Por Vladimir Safatle

Há algumas edições, eu havia apresentado a ideia de que a esquerda precisa pensar um novo paradigma de governo. Boa parte dos impasses da administração atual pode ser colocada na conta da ausência completa de criatividade política e de experiências de governo mais próximas da afirmação da soberania popular. Experiências trocadas por um tom canhestro de gestão, mistura de cálculo partidário e fetiche por PowerPoint.

Por um lado, de nada adianta tentar escapar do problema relativo ao significado de governar, pois a população não quer apenas nossa revolta. Ela quer a garantia de sabermos como transformar demandas em resultados. A pior coisa a fazer aqui é, no entanto, acreditar que as decisões “técnicas” do Estado pedem um corpo de tecnocratas e burocratas que, por algum milagre gerado no momento da criação, teriam mais condições para decidir do que aqueles realmente envolvidos nos processos.

Essa mentalidade técnico-dirigista é uma das maiores fontes de catástrofes políticas e, nesse ponto, tanto petistas (em especial este último governo capitaneado pela “gerente” Dilma Rousseff) quanto tucanos são indiscerníveis. Tanto a esquerda quanto a direita foram bastante pródigas em dirigismos das mais variadas formas.

Por isso, gostaria de explorar um pouco mais a ideia de governar não ser “dirigir”, mas “garantir as condições para que os cidadãos dirijam a si mesmos, governem a si mesmos”. Isso pode parecer mais um desses slogans vazios com cheiro de state mission de ONG. Podemos, porém, dar mais clareza e concretude a tal ideia.

Um dos pressupostos mais absurdos da política atual é a crença de que os diretamente envolvidos em processos não são capazes de ter as melhores respostas para os problemas gerados no interior desses mesmos processos. Por exemplo, apesar de um infindável número de reformas educacionais decididas por burocratas que há décadas não pisam em uma sala de aula e “ideias geniais e revolucionárias” saídas da cabeça de consultores internacionais pagos a preço de ouro, a educação nacional apresenta níveis de qualidade deploráveis. Há um ritual bizarro de expiação periódica quando os dados do Pisa são apresentados e os brasileiros lutam para ocupar a última posição.

Por que acreditar que ministérios e secretarias da Educação deveriam impor planos? Por que não modificar radicalmente o processo decisório e dar aos realmente envolvidos, ou seja, os professores e profissionais da educação, a condição de discutir e decidir o que deve ser feito?

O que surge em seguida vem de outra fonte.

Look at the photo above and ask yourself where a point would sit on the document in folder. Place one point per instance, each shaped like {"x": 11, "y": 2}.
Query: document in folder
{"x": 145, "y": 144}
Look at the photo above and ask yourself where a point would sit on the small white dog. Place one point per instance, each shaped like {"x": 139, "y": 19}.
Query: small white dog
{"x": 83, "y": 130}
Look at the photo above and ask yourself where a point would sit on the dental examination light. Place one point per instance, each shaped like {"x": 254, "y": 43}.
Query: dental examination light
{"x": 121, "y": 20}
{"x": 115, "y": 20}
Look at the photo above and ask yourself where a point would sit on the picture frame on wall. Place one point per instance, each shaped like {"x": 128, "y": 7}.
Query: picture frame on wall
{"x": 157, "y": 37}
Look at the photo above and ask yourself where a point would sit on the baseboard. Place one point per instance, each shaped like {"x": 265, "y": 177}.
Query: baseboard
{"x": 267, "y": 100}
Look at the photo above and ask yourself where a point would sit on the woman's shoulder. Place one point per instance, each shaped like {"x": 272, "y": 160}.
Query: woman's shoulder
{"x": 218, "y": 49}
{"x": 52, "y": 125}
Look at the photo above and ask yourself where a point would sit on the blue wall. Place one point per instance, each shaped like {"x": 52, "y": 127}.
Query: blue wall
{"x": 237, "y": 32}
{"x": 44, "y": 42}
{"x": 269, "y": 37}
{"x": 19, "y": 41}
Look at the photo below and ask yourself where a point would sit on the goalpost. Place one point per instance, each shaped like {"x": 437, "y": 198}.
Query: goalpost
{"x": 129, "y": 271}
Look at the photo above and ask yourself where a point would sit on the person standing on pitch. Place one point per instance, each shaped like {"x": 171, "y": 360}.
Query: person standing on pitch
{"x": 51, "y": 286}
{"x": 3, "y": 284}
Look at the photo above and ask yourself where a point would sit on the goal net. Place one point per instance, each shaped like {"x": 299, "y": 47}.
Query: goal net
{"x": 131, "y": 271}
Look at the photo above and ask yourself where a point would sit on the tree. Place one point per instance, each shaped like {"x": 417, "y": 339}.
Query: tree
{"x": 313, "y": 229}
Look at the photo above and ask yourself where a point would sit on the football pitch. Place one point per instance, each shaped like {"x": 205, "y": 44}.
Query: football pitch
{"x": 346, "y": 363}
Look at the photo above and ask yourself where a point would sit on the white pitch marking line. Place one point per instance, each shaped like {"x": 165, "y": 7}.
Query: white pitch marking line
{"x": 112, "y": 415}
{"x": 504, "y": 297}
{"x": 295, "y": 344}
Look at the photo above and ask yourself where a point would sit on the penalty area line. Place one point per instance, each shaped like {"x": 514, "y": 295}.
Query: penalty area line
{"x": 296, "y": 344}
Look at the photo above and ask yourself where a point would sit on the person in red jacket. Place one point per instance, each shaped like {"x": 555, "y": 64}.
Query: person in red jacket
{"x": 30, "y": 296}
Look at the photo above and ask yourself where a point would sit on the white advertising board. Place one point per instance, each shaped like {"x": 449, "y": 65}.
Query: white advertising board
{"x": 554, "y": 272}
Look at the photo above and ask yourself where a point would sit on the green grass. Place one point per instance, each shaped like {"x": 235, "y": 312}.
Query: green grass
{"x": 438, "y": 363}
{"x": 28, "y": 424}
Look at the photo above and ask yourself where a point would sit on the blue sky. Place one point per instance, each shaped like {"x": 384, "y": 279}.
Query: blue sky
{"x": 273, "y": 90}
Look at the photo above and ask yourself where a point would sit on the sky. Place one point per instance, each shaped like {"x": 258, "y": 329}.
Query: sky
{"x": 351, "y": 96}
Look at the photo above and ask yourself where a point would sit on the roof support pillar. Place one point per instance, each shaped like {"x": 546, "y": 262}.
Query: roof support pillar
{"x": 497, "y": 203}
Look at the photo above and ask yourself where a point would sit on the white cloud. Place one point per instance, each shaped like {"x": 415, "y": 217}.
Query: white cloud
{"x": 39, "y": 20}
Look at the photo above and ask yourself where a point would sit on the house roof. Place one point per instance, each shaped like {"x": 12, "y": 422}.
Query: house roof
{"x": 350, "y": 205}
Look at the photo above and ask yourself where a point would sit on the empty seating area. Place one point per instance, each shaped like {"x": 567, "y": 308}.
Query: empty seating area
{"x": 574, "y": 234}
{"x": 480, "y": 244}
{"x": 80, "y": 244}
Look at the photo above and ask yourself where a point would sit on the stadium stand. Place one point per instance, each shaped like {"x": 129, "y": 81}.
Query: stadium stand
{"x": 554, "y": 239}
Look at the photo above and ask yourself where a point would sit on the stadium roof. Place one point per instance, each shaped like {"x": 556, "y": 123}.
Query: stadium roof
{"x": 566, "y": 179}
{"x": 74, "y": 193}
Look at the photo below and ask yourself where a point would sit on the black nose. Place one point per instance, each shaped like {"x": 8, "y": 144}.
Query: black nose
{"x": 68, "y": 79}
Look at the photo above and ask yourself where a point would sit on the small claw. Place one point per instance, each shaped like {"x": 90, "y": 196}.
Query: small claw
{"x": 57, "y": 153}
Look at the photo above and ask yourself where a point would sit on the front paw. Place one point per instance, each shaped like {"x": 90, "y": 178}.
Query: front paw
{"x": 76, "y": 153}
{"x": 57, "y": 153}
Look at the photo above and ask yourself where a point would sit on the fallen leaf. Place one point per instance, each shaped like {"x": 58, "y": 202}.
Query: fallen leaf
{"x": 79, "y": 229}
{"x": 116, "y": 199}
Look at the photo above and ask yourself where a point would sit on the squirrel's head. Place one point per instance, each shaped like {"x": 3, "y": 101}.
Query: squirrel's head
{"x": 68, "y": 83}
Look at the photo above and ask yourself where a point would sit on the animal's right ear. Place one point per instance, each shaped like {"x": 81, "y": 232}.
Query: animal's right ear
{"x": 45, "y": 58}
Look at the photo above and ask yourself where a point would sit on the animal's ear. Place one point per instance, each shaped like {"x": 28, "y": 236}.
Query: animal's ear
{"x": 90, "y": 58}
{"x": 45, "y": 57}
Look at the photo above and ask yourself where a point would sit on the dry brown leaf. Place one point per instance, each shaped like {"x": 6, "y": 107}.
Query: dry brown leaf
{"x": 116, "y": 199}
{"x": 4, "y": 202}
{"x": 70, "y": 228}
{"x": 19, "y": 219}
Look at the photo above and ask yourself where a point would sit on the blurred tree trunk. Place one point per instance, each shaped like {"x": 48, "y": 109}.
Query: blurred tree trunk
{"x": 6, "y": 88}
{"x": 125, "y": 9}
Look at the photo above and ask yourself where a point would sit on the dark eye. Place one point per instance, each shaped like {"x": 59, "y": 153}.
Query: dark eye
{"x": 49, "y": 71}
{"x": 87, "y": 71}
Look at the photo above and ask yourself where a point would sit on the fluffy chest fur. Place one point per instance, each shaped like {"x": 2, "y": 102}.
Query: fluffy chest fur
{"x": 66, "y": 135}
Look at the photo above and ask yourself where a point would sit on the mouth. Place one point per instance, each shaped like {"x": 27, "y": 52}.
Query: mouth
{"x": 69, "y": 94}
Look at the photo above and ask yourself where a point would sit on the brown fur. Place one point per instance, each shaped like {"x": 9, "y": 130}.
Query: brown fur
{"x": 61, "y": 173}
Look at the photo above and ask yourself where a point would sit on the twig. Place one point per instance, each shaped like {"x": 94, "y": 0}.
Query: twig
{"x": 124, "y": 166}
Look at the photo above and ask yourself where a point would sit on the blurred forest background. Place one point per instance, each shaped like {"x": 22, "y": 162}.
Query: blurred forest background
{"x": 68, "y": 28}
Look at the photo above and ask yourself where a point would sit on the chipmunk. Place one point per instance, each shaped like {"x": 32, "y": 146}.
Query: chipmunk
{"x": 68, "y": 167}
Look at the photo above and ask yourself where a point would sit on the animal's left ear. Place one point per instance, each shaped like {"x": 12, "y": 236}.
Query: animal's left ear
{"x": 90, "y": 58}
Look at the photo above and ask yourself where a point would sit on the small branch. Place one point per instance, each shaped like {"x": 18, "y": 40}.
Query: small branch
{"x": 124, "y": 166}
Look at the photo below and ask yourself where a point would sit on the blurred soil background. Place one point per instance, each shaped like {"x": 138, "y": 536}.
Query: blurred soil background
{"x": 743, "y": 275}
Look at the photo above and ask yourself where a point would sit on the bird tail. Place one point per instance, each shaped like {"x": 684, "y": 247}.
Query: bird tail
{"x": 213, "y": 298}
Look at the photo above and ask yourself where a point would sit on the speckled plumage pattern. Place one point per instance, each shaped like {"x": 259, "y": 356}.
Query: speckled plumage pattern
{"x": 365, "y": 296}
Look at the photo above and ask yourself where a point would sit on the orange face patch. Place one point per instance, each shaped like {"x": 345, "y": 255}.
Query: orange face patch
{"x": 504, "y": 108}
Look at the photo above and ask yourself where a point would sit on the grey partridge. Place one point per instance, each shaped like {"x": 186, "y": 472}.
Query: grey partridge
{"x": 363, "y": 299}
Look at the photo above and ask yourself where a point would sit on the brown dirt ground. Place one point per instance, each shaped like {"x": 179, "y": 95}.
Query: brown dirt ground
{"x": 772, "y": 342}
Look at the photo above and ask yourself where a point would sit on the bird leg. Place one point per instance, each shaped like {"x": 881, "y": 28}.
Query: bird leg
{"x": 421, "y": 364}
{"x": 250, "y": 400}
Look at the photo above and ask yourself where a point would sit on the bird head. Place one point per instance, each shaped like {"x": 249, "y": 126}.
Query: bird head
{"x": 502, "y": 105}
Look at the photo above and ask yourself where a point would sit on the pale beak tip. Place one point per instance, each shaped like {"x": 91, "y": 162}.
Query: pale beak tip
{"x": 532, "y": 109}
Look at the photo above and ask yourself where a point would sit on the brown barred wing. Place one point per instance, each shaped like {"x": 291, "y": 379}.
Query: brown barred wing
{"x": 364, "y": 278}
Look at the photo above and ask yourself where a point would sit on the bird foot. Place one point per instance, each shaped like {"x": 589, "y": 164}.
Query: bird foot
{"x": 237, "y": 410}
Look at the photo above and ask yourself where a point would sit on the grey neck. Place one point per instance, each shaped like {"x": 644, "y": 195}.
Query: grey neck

Ninguém melhor do que um professor que passa horas todos os dias em sala de aula para saber o que funciona e o que não funciona, o que significa educar e suas dificuldades. É absurdo crer, por exemplo, que algum consultor ou funcionário teria mais conhecimento técnico sobre educação do que os próprios professores. Eis uma arrogância gerencial que esconde apenas um desejo mal disfarçado de controle e poder.

Sendo assim, o processo decisório poderia ser feito por meio da implementação de conselhos de professores com poder deliberativo (e não apenas com poder consultivo e meramente decorativo). Caberia ao Estado simplesmente garantir o bom funcionamento de tais conselhos, bloqueando aqueles que tentam se servir de lobbies econômicos e outros fatores de dominação, e implementar suas decisões. Ou seja, a verdadeira democracia é aquela cujas decisões técnicas do Estado são tomadas por quem será afetado por tais decisões.

Tal princípio poderia ser implementado em toda e qualquer área da gestão pública. Isso significa que, em uma democracia direta, os poderes Executivo e Legislativo paulatinamente abrem mão de seu monopólio administrativo para funcionarem, cada vez mais, como aparelhos de implementação de decisões tomadas diretamente pela soberania popular. Essa transformação política, que implica uma normalização cotidiana dos mecanismos de manifestação da soberania popular, assim como a pulverização das instâncias decisórias, é a condição prévia para toda e qualquer renovação.